I got to know this song way better than I probably needed to while preparing for my Candlelight Procession experience last week, and was struck by a verse I’d never really noticed before:
Said the shepherd boy to the mighty king
Do you know what I know?
In your palace warm, mighty king
Do you know what I know?
A Child, a Child
Shivers in the cold
Let us bring Him silver and gold.
Silver and gold is nice and all, but I bet a blanket would be of more immediate value.
Still, that got me to thinking about how the most salient characteristic of Christmas, if you go by popular culture anyway, seems to be consumption. And heck, the pile of presents we give our kids is ridiculous compared to what I got growing up. Sometimes I think we put too much pressure on ourselves as parents, friends, and spouses to make this occasion or that one AMAZING!!1!, and one gift could always backfire and not be AMAZING!!1!, so the only way to be sure is to bury our recipient with more gifts than we can really afford to be giving. And of course, all these gifts have the effect of making one a bit blasé about gifts, and so the whole experience becomes . . . unamazing.
Can you tell I’ve stressed about this a bit?
From there, though, I got to thinking about buyer’s remorse in general, and things I’ve regretted buying for myself. That seems like a more fun train of thought than your typical post on the commercialization of the holidays, so here goes:
The most recent purchase that I regret is the new dishwasher we bought this year. Our old one stopped working after ten years of service; ten years is more than the expected lifetime of a dishwasher anyway, and Lowe’s had some cheap ones on their website, so it didn’t seem so frivolous to buy a new one instead of maybe bringing out a repair-person. But when we actually attempted to put our clever plan into action, the salesmen at the stores we visited saw us coming a mile away and smoothly upsold us to some crazy top-of-the-line death star of a dishwasher. (With stainless steel siding!) (But not smudgeless steel!) This dishwasher promised to do everything except physically put the dishes back in the cupboard for us. You know what, though? It doesn’t wash dishes any better than the bottom-of-the-line one we installed ten years ago did when it was new. What’s more annoying, ergonomics lost out to aesthetics when it came to designing this thing. I could get more dishes and such loaded into my old one with less wasted space. The new washer has a series of incomprehensible buttons hidden on the door, and I have no idea how to get the wash I’ve been accustomed to all my life, so I basically press them all and hope something good happens. I kid you not: washing the dishes now takes overnight. And on the topic of those hidden buttons, I have to painfully jam my finger under the lip of the counter to hit the START button.
A battery I bought (at my expense) for my school laptop this fall was the last straw when it comes to me buying any electronics from vendors that don’t have storefronts I can return crappy merchandise to. The battery looked right, but didn’t physically fit into the computer.
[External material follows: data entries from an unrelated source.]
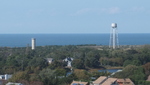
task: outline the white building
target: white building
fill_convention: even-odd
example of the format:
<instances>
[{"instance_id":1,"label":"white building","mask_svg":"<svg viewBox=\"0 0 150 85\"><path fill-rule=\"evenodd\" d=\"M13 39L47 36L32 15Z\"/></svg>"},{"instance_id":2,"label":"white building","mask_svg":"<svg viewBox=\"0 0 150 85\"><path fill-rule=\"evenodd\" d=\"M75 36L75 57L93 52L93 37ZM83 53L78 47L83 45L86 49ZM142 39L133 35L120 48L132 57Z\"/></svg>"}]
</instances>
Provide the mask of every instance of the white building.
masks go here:
<instances>
[{"instance_id":1,"label":"white building","mask_svg":"<svg viewBox=\"0 0 150 85\"><path fill-rule=\"evenodd\" d=\"M47 62L51 64L53 62L53 58L46 58Z\"/></svg>"},{"instance_id":2,"label":"white building","mask_svg":"<svg viewBox=\"0 0 150 85\"><path fill-rule=\"evenodd\" d=\"M35 38L32 38L31 44L32 44L32 50L35 50L35 46L36 46L36 39Z\"/></svg>"},{"instance_id":3,"label":"white building","mask_svg":"<svg viewBox=\"0 0 150 85\"><path fill-rule=\"evenodd\" d=\"M8 75L8 74L5 74L5 75L0 75L0 79L2 80L8 80L9 78L11 78L12 75Z\"/></svg>"},{"instance_id":4,"label":"white building","mask_svg":"<svg viewBox=\"0 0 150 85\"><path fill-rule=\"evenodd\" d=\"M73 58L68 57L68 58L65 58L63 61L67 62L67 67L71 67L71 63L73 61Z\"/></svg>"}]
</instances>

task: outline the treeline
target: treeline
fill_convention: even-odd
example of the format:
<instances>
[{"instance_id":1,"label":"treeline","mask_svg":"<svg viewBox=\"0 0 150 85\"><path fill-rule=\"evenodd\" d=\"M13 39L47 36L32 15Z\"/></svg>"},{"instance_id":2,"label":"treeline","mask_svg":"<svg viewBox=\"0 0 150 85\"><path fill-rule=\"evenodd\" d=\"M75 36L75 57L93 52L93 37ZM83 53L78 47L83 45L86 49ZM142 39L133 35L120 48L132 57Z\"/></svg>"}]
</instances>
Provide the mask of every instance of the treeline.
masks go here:
<instances>
[{"instance_id":1,"label":"treeline","mask_svg":"<svg viewBox=\"0 0 150 85\"><path fill-rule=\"evenodd\" d=\"M66 75L71 72L63 61L67 57L74 59L71 75ZM48 64L46 58L53 58L54 62ZM38 46L35 50L30 47L0 48L0 74L14 74L9 81L24 82L26 85L35 81L41 82L41 85L66 85L72 80L90 81L91 77L97 78L109 73L89 72L89 69L129 65L141 66L144 74L141 80L144 80L150 74L150 67L144 67L149 62L150 45L123 46L116 50L95 45ZM79 73L82 75L79 76ZM119 74L118 77L124 76Z\"/></svg>"}]
</instances>

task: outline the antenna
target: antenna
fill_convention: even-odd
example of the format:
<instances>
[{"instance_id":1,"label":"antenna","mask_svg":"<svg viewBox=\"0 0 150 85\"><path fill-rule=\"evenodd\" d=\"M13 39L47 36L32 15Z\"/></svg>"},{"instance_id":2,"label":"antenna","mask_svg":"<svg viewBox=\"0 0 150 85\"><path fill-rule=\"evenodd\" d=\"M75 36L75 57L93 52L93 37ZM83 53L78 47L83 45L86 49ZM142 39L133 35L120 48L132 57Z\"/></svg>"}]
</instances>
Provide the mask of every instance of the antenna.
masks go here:
<instances>
[{"instance_id":1,"label":"antenna","mask_svg":"<svg viewBox=\"0 0 150 85\"><path fill-rule=\"evenodd\" d=\"M116 46L119 48L117 23L112 23L111 24L111 31L110 31L109 48L112 47L113 49L115 49Z\"/></svg>"}]
</instances>

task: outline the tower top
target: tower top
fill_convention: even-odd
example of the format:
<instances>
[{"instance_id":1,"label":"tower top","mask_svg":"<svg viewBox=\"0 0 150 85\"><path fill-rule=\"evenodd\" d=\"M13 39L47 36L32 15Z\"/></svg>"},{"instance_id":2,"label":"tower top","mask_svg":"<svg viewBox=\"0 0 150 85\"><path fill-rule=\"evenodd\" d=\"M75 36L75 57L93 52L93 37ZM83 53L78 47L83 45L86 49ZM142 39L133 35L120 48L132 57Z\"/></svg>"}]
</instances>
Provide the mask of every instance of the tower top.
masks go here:
<instances>
[{"instance_id":1,"label":"tower top","mask_svg":"<svg viewBox=\"0 0 150 85\"><path fill-rule=\"evenodd\" d=\"M32 40L35 40L35 38L32 38Z\"/></svg>"},{"instance_id":2,"label":"tower top","mask_svg":"<svg viewBox=\"0 0 150 85\"><path fill-rule=\"evenodd\" d=\"M111 27L112 27L112 28L117 28L117 23L112 23L112 24L111 24Z\"/></svg>"}]
</instances>

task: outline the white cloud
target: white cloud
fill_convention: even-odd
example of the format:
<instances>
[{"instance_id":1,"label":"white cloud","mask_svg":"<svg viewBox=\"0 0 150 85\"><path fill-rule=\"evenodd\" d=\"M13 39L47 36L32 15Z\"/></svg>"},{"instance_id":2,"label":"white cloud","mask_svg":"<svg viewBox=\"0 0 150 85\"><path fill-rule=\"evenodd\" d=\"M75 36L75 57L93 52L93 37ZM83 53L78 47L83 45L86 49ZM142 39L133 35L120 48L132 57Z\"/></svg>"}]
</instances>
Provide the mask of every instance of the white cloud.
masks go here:
<instances>
[{"instance_id":1,"label":"white cloud","mask_svg":"<svg viewBox=\"0 0 150 85\"><path fill-rule=\"evenodd\" d=\"M133 8L131 8L131 11L142 12L142 11L145 11L145 8L144 7L133 7Z\"/></svg>"},{"instance_id":2,"label":"white cloud","mask_svg":"<svg viewBox=\"0 0 150 85\"><path fill-rule=\"evenodd\" d=\"M120 8L113 7L113 8L109 8L108 11L109 11L110 14L116 14L116 13L120 12Z\"/></svg>"},{"instance_id":3,"label":"white cloud","mask_svg":"<svg viewBox=\"0 0 150 85\"><path fill-rule=\"evenodd\" d=\"M27 11L27 16L33 17L33 16L55 16L57 15L56 9L30 9Z\"/></svg>"},{"instance_id":4,"label":"white cloud","mask_svg":"<svg viewBox=\"0 0 150 85\"><path fill-rule=\"evenodd\" d=\"M142 14L150 14L150 10L148 8L145 8L145 7L131 7L129 9L127 9L126 11L127 13L136 13L136 14L139 14L139 13L142 13Z\"/></svg>"},{"instance_id":5,"label":"white cloud","mask_svg":"<svg viewBox=\"0 0 150 85\"><path fill-rule=\"evenodd\" d=\"M71 15L72 16L82 15L82 14L85 14L87 12L90 12L91 10L92 10L91 8L84 8L84 9L78 10L76 13L71 14Z\"/></svg>"},{"instance_id":6,"label":"white cloud","mask_svg":"<svg viewBox=\"0 0 150 85\"><path fill-rule=\"evenodd\" d=\"M102 11L102 13L117 14L120 12L120 8L118 8L118 7L102 8L101 11Z\"/></svg>"},{"instance_id":7,"label":"white cloud","mask_svg":"<svg viewBox=\"0 0 150 85\"><path fill-rule=\"evenodd\" d=\"M116 14L120 12L120 8L118 7L111 7L111 8L83 8L76 11L72 16L83 15L87 13L96 13L96 14Z\"/></svg>"}]
</instances>

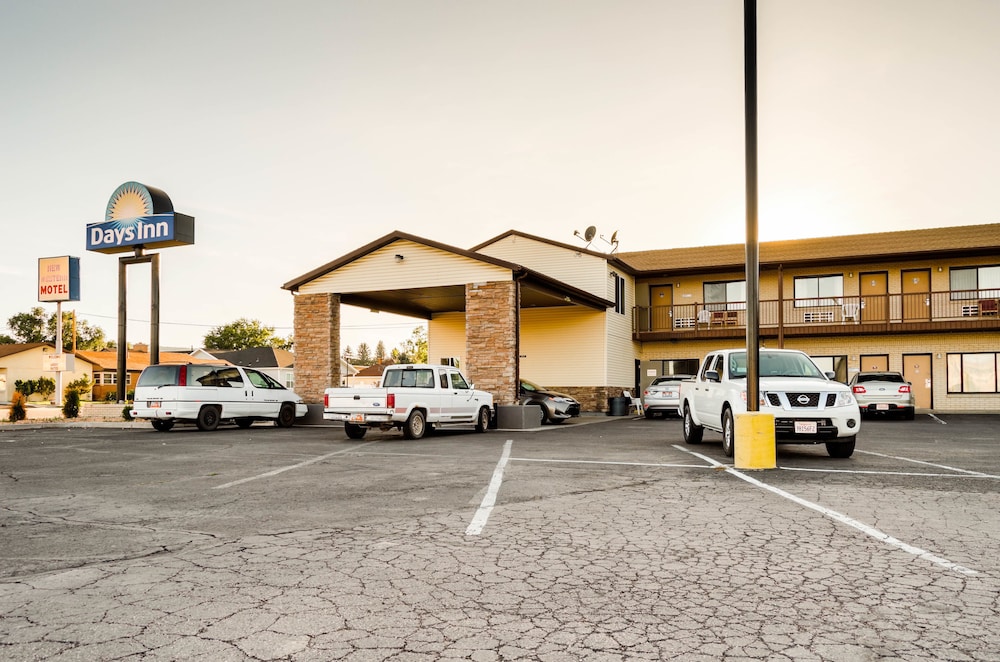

I can’t help but wonder how many batteries this non-factory seller shipped out to people that never actually powered a computer at all. I’ve also, in the past, bought batteries that worked for a month or two and then died, or batteries that did not even remotely match the computer the website claimed they were for. And discount toner that came already exploded in the box. Returning things to those vendors is a hassle, and typically involves shipping at your own expense and a restocking fee. And woe to you if you fail to get proof of mailing: I had one internet vendor claim never to have received my return and thus not process my refund. I’m pretty sure my success rate with discount online electronics is less than .500 at this point, so with this battery I decided I’d had enough. Now I order stuff from Staples and have it shipped to the store, where I can immediately demand a refund if it’s not right.
Warning: Triggery stuff ahead. . . . Back during the first year or so of my career, alarmed by how quickly I was gaining weight, I talked myself into buying a membership at Bally.
And then I let myself get talked into buying a second membership for my wife. Perhaps you’ve heard of how sleazy sales practices at the gym are (or at least, were). We got sucked into a long-term committment. To add insult to injury, every time we walked into the place we were bombarded with high pressure sales attempts to get us to buy their amino acid products. And while one might argue they’re not to blame for this last bit, I also found going to this gym and dealing with the personal trainers to be one of the more humiliating experiences of my life, and so I quickly stopped going. It took like three years to pay off the debt, but I can count on my fingers how many times I actually crossed the gym’s doors. It would have been cheaper to simply buy an elliptical, a treadmill, a weight bench, or an exercise bike each visit. Yeah, I try not to think about the money I poured down the sink that time.
There are definitely other purchases I’ve regretted, but those are the most obvious ones that come to mind right now. What about you? What purchases have you made that you wish you could take back?